Nel regno della natura
Il mattino presto si parte per un escursione sull'isola, dove ci attendono molte sorprese. Appena giunti ci attende, appollaiata su di un faro, la poiana delle Galapagos, splendido rapace che non disegna, nella sua dieta, serpenti, uccelli e persino di iguane marine. Sono animali capaci di mimetizzarsi in maniera sorprendente, come ho modo di verificare sedendomi su una roccia lavica: per poco, infatti, non poso la mano su una di esse! Un’esperienza ‘darwiniana’, che mi convince della bontà del mimetismo come strategia vincente nella selezione naturale…
Le sorprese naturalistiche, però, non sono finite. Lungo un sentiero incontriamo le fregate di Nazca, in volo con le loro ali di gigante, e poi gabbiani, leoni marini con i loro piccoli e un infinità di lucertole, fringuelli, iguane, nonché la sula mascherata e la sula dai piedi azzurri: non sappiamo da che parte girarci per cogliere l'attimo e lo scatto migliore. Quindi raggiungiamo la zona nella quale, grazie al moto ondoso abbastanza violento dell'Oceano, si manifesta un fenomeno molto strano, simile a dei geyser con spruzzi d'acqua di diversi metri: rimaniamo tutti incantati a guardare questo spettacolo unico.

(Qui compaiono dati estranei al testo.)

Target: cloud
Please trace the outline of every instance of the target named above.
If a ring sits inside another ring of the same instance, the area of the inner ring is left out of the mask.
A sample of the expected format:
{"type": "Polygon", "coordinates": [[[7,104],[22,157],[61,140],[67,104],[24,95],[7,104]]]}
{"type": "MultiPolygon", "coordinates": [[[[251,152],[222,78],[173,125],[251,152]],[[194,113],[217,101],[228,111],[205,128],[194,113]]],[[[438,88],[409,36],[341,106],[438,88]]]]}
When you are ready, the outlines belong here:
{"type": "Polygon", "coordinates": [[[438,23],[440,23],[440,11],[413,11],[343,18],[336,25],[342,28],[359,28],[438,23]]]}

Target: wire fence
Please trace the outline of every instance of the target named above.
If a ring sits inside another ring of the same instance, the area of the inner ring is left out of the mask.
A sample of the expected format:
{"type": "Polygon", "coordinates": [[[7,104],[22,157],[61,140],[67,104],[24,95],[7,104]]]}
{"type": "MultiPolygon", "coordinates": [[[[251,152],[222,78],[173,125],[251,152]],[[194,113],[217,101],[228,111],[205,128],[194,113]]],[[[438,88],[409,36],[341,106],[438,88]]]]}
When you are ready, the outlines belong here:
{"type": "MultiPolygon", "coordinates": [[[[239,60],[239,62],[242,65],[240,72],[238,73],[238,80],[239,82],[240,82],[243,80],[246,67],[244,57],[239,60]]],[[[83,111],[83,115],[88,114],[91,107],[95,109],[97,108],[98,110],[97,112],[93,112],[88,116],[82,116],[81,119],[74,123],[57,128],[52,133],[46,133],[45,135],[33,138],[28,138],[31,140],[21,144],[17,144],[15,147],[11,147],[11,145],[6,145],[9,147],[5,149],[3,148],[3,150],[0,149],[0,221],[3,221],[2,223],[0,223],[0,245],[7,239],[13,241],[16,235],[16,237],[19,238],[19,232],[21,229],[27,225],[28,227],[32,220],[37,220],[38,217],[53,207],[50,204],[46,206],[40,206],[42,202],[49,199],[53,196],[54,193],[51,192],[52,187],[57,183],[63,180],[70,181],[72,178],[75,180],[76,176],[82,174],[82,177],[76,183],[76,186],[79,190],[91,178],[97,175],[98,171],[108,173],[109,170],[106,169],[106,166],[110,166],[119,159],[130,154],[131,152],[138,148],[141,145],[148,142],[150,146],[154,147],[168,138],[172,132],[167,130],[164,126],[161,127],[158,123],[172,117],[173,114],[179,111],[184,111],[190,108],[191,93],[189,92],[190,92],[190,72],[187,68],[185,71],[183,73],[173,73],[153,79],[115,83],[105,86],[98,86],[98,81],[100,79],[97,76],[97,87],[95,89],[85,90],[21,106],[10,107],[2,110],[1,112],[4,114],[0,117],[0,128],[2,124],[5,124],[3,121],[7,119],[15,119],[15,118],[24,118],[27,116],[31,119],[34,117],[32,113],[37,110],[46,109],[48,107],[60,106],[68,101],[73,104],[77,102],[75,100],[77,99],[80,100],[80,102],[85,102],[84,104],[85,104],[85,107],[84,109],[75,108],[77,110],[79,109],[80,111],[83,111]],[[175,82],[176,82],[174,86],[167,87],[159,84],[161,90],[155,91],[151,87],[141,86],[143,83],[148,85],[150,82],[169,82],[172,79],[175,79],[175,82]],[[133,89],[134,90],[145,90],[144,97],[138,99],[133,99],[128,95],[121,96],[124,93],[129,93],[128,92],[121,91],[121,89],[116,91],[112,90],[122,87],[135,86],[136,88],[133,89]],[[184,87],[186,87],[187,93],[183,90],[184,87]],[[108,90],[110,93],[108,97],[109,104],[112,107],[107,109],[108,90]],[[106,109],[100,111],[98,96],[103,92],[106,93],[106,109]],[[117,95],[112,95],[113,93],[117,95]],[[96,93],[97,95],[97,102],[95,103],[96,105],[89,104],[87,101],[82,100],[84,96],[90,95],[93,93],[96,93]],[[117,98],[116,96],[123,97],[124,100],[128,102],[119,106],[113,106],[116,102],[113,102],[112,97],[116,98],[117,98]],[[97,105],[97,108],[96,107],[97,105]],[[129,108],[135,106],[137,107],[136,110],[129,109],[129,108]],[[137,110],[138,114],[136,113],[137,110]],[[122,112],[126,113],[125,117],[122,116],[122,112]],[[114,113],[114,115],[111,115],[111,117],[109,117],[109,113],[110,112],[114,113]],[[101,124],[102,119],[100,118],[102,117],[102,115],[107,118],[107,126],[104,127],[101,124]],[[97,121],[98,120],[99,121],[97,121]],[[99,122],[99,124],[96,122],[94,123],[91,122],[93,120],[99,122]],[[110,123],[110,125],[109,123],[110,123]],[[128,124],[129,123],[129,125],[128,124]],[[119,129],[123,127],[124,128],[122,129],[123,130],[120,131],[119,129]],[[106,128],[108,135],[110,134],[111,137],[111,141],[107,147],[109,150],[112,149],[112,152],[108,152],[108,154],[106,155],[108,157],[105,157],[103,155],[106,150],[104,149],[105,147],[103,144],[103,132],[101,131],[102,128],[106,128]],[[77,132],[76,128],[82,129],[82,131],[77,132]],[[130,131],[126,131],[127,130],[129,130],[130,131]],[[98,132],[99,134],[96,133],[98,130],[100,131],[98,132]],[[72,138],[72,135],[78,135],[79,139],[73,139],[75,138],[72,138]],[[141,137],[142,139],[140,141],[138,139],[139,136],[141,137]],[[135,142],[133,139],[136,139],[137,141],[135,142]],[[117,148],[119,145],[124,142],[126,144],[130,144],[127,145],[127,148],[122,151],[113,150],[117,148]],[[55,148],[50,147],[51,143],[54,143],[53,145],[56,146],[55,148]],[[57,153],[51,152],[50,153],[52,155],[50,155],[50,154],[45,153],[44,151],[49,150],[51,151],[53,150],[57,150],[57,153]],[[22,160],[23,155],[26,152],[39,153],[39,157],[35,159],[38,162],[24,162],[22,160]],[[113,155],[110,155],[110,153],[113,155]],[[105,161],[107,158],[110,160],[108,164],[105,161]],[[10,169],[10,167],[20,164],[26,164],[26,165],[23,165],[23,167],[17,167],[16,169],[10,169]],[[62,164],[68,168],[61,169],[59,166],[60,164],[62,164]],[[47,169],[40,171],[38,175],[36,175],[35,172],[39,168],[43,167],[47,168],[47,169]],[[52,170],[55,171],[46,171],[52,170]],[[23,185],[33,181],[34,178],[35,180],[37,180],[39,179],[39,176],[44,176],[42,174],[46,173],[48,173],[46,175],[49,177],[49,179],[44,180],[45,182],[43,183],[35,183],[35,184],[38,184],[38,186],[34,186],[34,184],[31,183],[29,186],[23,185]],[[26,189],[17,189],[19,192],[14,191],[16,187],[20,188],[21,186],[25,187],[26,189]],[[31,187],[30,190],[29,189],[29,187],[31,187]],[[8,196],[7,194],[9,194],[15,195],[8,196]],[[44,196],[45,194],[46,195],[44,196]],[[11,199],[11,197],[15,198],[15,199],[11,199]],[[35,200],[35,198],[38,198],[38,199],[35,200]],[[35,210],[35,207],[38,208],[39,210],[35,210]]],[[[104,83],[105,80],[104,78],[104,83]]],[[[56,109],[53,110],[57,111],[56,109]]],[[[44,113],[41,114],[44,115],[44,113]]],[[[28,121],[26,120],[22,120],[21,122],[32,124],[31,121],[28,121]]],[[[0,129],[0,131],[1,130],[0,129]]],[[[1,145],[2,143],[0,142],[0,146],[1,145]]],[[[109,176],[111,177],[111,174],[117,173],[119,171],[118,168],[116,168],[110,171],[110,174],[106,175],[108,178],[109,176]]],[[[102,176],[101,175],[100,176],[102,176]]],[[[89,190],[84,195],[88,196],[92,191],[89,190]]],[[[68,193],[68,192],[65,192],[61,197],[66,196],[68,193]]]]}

Il resto della giornata lo trascorriamo in spiaggia, cercando di evitare i numerosi leoni marini spaparanzati al sole incuranti della nostra presenza, impegnati a giocare tra di loro degnandoci ogni tanto di uno sguardo. Sono animali intelligenti e socievoli: pare che nuotino molto spesso con chi pratica snorkeling.
Dopo cena si va tutti a dormire: stanchi, ma felici. La notte è tranquilla; ogni tanto mi sveglio e sento il rumore mononota del motore, ma subito mi addormento: chissà che emozioni ci attendono l’indomani.
La sveglia della mattina ci richiama all’ordine: si parte per l'isola Los Lobos, dove ci imbattiamo nuovamente in fregate, iguane marine e leoni marini, quindi si ritorna sulla barca per la colazione e l'approdo all'isola di Santa Fe; ed è di nuovo un’infilata di animali meravigliosi, con gli immancabili leoni marini pigramente sdraiati sulla spiaggia. Incominciamo a sentire una certa stanchezza, ma le meraviglie che ci circodano fanno passare tutto in secondo piano.
L'indomani è la volta l'isola di Seymour, quasi sorvegliata dalle tantissime iguane di grosse dimensioni piazzate al sole, proprio al centro dei sentieri che attraversiamo cercando di non disturbare. Il viaggio è giunto al termine: ci attende la terraferma e l'aeroporto dove prenderemo l'aereo che ci riporterà in Ecuador.
Qualsiasi aggettivo per descrivere questo viaggio è sicuramente riduttivo e non rende sicuramente merito a un’esperienza che mi sento di definire unica. Oggi si parla di ridurre il numero dei visitatori per evitare lo stress quotidiano agli animali che popolano queste meravigliose isole: che sia o no la scelta migliore, salvare questo paradiso terrestre è un dovere per l’avvenire.